Майкл слушал ее как завороженный. Его все больше охватывало чувство невероятного облегчения, и в то же время он не мог избавиться от недоуменных сомнений.
– А как ты отнеслась к тому, что говорится в досье о смерти Карен Гарфилд и доктора Лемле? – наконец отважился спросить он. – Твоя реакция на это пугала меня больше всего.
Лицо Роуан исказилось от внутренней боли, и Майкл тут же пожалел о своей необдуманной и непростительной резкости.
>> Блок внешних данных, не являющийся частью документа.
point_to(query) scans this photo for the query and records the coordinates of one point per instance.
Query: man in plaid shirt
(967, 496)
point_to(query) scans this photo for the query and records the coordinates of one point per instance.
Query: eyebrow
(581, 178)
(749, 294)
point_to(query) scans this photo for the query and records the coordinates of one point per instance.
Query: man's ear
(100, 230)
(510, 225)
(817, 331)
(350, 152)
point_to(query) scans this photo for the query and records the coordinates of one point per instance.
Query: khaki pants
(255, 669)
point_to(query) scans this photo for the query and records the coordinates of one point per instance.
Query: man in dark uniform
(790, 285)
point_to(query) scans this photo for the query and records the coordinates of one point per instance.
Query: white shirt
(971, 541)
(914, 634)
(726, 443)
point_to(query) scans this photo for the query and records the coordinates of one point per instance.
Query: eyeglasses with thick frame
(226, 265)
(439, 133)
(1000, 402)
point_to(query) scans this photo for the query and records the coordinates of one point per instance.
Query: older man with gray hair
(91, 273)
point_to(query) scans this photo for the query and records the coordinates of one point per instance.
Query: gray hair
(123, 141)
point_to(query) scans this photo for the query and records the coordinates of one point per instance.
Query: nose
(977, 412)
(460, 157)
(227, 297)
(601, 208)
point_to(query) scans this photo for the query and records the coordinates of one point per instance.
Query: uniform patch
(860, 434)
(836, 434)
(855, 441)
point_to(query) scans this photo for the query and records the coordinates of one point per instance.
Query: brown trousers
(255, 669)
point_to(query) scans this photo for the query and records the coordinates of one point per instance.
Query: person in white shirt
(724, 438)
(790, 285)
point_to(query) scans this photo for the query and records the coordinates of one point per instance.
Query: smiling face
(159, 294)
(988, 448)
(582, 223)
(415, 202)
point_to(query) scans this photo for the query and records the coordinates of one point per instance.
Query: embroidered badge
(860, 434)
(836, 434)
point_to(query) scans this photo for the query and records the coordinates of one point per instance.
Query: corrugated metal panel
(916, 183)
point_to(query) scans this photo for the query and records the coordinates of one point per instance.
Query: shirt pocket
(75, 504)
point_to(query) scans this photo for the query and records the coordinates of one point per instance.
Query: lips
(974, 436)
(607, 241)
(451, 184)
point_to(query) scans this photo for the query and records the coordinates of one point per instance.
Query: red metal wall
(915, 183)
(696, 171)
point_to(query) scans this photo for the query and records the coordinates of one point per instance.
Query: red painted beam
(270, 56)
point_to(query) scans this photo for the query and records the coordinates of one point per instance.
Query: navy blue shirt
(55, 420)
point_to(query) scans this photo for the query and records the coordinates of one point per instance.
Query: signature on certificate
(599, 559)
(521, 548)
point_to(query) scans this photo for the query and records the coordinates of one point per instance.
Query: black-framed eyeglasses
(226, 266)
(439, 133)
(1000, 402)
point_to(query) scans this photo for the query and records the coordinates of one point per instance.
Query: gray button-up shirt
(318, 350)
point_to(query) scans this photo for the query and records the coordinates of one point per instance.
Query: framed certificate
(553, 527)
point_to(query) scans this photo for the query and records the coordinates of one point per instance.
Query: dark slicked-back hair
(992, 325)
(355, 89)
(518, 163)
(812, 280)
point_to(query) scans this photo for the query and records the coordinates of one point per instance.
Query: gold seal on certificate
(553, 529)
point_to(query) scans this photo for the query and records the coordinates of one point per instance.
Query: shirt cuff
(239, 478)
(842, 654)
– Ты не понимаешь. – Голос Роуан звучал по-прежнему ровно и спокойно. – Ты просто плохо знаешь мой характер. Я всегда считала, что самое страшное в мире это сомнения и подозрения, которые ты не в состоянии ни опровергнуть, ни подтвердить, – иными словами, неизвестность. Вот почему важнее всего для меня было узнать, обладаю я такой силой или нет. Я и к тебе-то поехала только затем, чтобы ты коснулся меня и сказал, чувствуешь ли ты во мне ее присутствие. Но у тебя ничего не вышло. И только Эрон смог с уверенностью ответить на мой вопрос.
– Теперь понятно.
– Так ли?
Роуан проглотила застрявший в горле комок. Чувствовалось, что она с трудом сохраняет спокойствие. Взгляд ее на миг сделался печальным, глаза потухли, и только усилием воли она вновь взяла себя в руки.
– Мне страшно подумать о том, что случилось с Карен Гарфилд, – чуть хриплым шепотом сказала она. – Ужасно! Что касается Лемле… Он был болен, и давно. Еще за год до того, как это случилось, у него был инфаркт. Так что с ним вопрос до конца не ясен. Но Карен… Смерть Карен Гарфилд целиком и полностью на моей совести. Но все произошло именно потому, что я не знала…
– Успокойся, я понимаю, – тихо сказал Майкл.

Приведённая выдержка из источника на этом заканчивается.